Ainsi, les électrons ne restent pas longtemps sur la piste, mais une fois qu’ils sont sur une piste, des impulsions de lumière supplémentaires vont les faire basculer entre les deux pistes avant qu’elles aient une chance de retomber dans un état non excité. Ce jeu de va-et-vient, 1-0-0-1-0-1-1-0-0-0-1 – encore et encore dans des flashs incroyablement rapides – est l’essence de l’informatique. Mais dans ce genre de matériel, les chercheurs ont démontré que les informations pourraient être traitées plus rapidement que dans les puces contemporaines.

Les chercheurs ont également soulevé la possibilité que ces outils de test pourraient être amélioré et utilisé pour l’informatique quantique à température ambiante. C’est une sorte de Saint-Graal pour l’informatique quantique, puisque la plupart des ordinateurs quantiques existants exigent que les chercheurs refroidissent leurs bits quantiques jusqu’à presque zero absolu. la température la plus froide possible. Les chercheurs ont montré qu’il est théoriquement possible d’exciter les électrons dans ce réseau à des « superpositions » des pistes 1 et 0 – ou des états ambigus sur les deux pistes en même temps – qui sont nécessaires pour effectuer des calculs quantiques.

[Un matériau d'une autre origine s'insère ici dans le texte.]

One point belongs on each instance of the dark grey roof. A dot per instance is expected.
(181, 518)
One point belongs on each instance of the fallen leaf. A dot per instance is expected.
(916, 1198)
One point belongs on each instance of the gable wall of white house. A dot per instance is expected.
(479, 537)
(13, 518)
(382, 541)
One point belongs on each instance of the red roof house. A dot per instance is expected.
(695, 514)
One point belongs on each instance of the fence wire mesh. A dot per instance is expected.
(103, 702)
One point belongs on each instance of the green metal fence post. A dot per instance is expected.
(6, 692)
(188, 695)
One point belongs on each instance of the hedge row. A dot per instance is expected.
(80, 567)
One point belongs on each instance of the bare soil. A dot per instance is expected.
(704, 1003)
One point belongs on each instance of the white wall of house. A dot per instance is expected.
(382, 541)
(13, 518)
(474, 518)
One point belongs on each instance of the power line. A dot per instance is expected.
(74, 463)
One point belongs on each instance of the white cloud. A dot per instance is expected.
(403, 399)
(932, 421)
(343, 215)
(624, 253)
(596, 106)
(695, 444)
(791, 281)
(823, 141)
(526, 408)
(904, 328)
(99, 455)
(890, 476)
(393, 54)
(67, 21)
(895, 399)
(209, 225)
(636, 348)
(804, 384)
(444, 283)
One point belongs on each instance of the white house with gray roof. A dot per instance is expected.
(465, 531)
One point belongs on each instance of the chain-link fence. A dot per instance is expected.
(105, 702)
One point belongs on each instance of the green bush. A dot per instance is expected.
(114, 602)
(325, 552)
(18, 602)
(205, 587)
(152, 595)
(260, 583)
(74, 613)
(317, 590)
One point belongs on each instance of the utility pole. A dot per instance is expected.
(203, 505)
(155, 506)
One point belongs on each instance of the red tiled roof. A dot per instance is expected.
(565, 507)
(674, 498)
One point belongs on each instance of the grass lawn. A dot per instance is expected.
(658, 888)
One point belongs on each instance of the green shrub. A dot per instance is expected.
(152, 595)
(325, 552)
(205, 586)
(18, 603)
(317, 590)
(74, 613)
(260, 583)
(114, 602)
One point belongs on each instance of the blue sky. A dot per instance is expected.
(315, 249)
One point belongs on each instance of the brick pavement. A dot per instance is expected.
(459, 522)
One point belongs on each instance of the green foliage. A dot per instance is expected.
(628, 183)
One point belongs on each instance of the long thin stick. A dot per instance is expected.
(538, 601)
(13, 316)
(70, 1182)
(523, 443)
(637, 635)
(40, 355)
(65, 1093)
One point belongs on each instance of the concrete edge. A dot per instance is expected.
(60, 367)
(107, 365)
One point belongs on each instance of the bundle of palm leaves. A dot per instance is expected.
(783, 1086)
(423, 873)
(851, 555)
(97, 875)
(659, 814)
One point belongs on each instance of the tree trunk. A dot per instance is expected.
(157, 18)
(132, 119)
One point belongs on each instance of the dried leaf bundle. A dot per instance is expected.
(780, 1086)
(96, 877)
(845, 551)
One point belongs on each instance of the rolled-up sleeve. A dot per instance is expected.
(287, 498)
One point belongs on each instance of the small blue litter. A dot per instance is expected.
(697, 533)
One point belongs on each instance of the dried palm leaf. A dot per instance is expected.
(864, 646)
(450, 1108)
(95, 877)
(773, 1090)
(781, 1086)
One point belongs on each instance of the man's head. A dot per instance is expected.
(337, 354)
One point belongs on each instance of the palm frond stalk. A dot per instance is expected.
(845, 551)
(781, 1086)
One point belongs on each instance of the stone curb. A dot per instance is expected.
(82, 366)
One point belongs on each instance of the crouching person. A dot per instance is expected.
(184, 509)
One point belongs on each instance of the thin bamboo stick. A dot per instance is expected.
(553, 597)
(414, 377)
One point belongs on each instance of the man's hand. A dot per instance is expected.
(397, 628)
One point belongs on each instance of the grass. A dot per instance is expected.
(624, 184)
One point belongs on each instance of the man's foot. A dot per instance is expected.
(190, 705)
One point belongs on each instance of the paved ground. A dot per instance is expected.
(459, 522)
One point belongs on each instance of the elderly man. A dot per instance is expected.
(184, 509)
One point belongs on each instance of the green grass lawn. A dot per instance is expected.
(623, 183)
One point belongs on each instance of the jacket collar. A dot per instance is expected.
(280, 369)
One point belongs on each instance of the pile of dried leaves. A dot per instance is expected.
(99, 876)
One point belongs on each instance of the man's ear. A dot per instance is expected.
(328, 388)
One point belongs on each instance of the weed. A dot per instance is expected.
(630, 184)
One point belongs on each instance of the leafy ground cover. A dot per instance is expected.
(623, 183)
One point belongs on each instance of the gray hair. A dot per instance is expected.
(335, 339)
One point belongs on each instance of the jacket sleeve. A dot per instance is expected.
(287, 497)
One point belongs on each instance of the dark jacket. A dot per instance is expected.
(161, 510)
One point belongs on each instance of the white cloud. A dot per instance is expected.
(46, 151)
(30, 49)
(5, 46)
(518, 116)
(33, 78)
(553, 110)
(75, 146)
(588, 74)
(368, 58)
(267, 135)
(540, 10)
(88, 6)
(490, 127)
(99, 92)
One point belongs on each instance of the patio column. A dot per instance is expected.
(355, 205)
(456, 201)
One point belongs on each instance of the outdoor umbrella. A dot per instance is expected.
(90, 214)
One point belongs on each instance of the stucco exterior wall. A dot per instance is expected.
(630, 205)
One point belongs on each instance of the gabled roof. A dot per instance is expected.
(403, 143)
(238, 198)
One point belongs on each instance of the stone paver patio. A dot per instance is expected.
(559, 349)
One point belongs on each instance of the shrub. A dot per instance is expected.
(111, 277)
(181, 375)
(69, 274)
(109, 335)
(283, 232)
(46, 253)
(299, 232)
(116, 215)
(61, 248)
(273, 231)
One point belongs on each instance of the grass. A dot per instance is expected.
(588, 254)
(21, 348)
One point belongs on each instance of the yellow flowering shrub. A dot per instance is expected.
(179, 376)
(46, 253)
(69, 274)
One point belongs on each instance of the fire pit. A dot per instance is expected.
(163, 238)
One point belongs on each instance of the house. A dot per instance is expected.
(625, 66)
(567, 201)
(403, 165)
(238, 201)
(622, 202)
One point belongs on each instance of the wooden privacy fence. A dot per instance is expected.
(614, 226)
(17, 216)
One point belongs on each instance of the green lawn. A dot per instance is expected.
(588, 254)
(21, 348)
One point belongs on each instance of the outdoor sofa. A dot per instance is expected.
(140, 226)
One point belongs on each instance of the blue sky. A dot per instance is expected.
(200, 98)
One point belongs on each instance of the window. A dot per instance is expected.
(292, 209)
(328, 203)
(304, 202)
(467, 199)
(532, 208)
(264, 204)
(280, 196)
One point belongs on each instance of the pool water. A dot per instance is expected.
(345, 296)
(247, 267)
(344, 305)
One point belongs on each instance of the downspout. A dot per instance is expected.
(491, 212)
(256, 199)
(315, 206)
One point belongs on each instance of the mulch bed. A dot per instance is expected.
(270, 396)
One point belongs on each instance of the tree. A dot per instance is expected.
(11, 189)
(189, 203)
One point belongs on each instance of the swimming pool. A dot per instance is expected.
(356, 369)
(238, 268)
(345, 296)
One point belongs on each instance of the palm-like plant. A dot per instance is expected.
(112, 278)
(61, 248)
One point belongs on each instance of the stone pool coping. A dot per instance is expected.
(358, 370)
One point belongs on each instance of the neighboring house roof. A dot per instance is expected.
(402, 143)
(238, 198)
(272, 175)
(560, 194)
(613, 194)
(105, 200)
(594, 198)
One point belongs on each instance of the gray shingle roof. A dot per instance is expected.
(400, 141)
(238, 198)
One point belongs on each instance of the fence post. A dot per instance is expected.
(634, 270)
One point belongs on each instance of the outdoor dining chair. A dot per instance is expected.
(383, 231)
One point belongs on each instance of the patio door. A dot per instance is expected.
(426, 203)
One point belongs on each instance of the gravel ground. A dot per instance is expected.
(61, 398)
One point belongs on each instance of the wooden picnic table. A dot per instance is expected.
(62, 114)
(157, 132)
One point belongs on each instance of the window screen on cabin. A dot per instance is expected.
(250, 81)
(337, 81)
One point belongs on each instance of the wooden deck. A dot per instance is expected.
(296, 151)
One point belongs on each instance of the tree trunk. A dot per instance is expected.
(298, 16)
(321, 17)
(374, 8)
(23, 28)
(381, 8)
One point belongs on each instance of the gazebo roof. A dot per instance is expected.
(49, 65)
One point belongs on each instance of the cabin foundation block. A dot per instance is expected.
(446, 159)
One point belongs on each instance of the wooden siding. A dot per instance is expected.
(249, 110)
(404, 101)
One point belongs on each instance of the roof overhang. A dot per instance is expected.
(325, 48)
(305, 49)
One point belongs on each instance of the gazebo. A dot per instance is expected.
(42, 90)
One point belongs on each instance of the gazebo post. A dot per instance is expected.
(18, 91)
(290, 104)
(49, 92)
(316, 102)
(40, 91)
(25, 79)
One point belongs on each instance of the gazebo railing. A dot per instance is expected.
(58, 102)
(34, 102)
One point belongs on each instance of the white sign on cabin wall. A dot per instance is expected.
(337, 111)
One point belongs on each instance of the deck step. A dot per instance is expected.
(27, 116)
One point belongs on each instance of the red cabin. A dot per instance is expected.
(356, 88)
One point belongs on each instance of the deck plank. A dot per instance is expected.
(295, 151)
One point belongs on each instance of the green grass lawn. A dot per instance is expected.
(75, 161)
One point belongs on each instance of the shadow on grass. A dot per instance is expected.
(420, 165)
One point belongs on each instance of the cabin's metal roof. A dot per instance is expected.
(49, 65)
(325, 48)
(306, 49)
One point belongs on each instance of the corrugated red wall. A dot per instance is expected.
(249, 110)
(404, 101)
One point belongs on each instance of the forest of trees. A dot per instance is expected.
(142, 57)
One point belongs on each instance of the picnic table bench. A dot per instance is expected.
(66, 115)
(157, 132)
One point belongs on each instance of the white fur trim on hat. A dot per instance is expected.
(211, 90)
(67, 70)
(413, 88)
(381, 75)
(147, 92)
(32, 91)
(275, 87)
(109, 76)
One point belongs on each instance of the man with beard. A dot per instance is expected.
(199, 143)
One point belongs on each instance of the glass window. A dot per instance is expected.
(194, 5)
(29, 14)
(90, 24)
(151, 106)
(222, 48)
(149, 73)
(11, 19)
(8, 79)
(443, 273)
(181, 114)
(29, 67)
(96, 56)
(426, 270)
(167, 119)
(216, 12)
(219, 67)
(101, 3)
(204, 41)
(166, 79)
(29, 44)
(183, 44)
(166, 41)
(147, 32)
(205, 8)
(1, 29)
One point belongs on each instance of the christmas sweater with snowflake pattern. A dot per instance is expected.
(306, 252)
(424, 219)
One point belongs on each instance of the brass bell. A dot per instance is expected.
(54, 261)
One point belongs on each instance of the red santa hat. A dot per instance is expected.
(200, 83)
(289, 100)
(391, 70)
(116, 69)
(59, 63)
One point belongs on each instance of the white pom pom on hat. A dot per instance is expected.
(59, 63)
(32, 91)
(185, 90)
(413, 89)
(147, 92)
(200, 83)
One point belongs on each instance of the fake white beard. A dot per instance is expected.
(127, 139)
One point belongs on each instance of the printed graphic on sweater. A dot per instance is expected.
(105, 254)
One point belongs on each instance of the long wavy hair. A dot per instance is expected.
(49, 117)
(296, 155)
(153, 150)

« A long terme, nous voyons une chance réaliste d’introduire des dispositifs d’information quantique qui effectuent des opérations plus rapidement qu’une simple oscillation d’une onde lumineuse », a déclaré l’auteur principal de l’étude Rupert Huber, professeur de physique à l’université de Ratisbonne en Allemagne. Cependant, les chercheurs n’ont pas effectué d’opérations quantiques de cette façon, donc l’idée d’un ordinateur quantique à température ambiante est encore entièrement théorique. Et en fait, les opérations classiques (de type régulier) que les chercheurs ont effectuées sur leur matériels n’étaient que des commutations 1 et 0 sans sens, allant et venant. Le matériel n’a toujours pas été utilisé pour calculer quoi que ce soit. Ainsi, les chercheurs doivent encore démontrer qu’il peut être utilisé dans un ordinateur pratique.

Pourtant, l’expérience pourrait ouvrir la porte à l’informatique conventionnelle ultrarapide – et peut-être même à l’informatique quantique – dans des situations impossibles à réaliser jusqu’à présent.